Face à la crise énergétique, qui va s'accroître cet hiver, le gouvernement appelle à la sobriété. Premier consommateur d'énergie, le secteur des transports est au cœur de cette réflexion. Air France, SNCF, Vinci Autoroutes et les autres vont devoir contribuer à la réduction de la consommation énergétique de 10 % d'ici deux ans. Certains ont déjà présenté des mesures, elles doivent maintenant se concrétiser.Augustin de Romanet, PDG du groupe ADP, Ben Smith, directeur général d'Air France-KLM, Pierre Coppey, président de Vinci Autoroutes, ou encore Marie-Ange Debon, présidente du directoire de Keolis... Tous vont devoir se serrer la ceinture. Agnès Pannier-Runacher, ministre de la Transition énergétique, et de Clément Beaune, ministre délégué en charge des Transports, ont réuni ce mardi les principaux acteurs des transports* ce mardi à l'Hôtel de Roquelaure pour lancer un groupe de travail dédié au secteur dans le cadre du plan « sobriété énergétique » décidé par le gouvernement en juin dernier afin de faire face aux risques de pénuries cet hiver. C'est le 8e du genre.
Si Agnès Pannier-Runacher a insisté sur la dimension « bottom-up » de ce travail, avec des propositions faites par les entreprises, elle attend des engagements de la part de ces mêmes entreprises. Les différentes directions générales (Energie et climat, Aviation civile, Infrastructures, transports et mobilités) étaient également mobilisées ce matin, ainsi que d'autres acteurs comme l'Agence de l'environnement et de la maîtrise de l'énergie (Ademe) ou l'ONG Transport et environnement.
Quand la guerre accélère la transition environnementale
« Ce chantier de la sobriété adresse une double problématique. La première problématique est celle de la lutte contre le réchauffement climatique. La première ministre (Elisabeth Borne) a lancé ce chantier avec un objectif d'économie d'énergie globale de 10 %, sur le carburant, le gaz et l'électricité. Il est essentiel, car c'est la première marche d'une économie d'énergie de 40 % que nous devons réaliser si nous voulons être au rendez-vous de nos objectifs de l'accord de Paris, puis atteindre la neutralité carbone en 2050 », a débuté Agnès Pannier-Runacher, insistant sur le fait que ces engagements avaient été formulés par Emmanuel Macron avant le déclenchement de la guerre en Ukraine.
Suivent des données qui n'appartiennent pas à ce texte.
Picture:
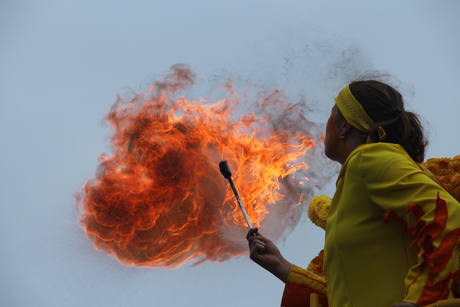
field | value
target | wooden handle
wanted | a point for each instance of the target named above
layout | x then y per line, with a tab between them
314	300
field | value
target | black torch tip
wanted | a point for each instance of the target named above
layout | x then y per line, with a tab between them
224	169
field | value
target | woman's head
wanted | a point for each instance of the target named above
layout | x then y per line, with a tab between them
385	106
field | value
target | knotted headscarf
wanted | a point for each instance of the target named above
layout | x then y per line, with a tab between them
354	113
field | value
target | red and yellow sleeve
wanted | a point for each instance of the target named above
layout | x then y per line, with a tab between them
300	284
429	215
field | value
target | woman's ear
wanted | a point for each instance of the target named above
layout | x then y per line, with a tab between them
345	128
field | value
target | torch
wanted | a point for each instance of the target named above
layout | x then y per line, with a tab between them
225	170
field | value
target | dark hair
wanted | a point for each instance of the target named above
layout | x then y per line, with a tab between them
385	106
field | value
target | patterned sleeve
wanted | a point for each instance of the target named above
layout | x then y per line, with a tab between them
300	284
429	215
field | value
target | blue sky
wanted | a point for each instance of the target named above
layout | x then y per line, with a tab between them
63	62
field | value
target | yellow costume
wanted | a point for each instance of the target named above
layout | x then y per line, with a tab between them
391	236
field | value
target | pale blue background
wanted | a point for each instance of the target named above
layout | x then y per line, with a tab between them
62	62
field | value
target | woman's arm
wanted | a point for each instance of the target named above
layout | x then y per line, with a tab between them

Pourtant, c'est bien la deuxième problématique qui est au cœur des préoccupations aujourd'hui, à savoir un risque de pénuries d'énergies cet hiver avec la réduction des livraisons de gaz et de carburant par la Russie. Agnès Pannier-Runacher a ainsi rappelé qu'avant la guerre 17 % du gaz en France provenait de Russie et 20 % du carburant (essentiellement du diesel). En Europe, ces chiffres montent respectivement à 40 et 50 %.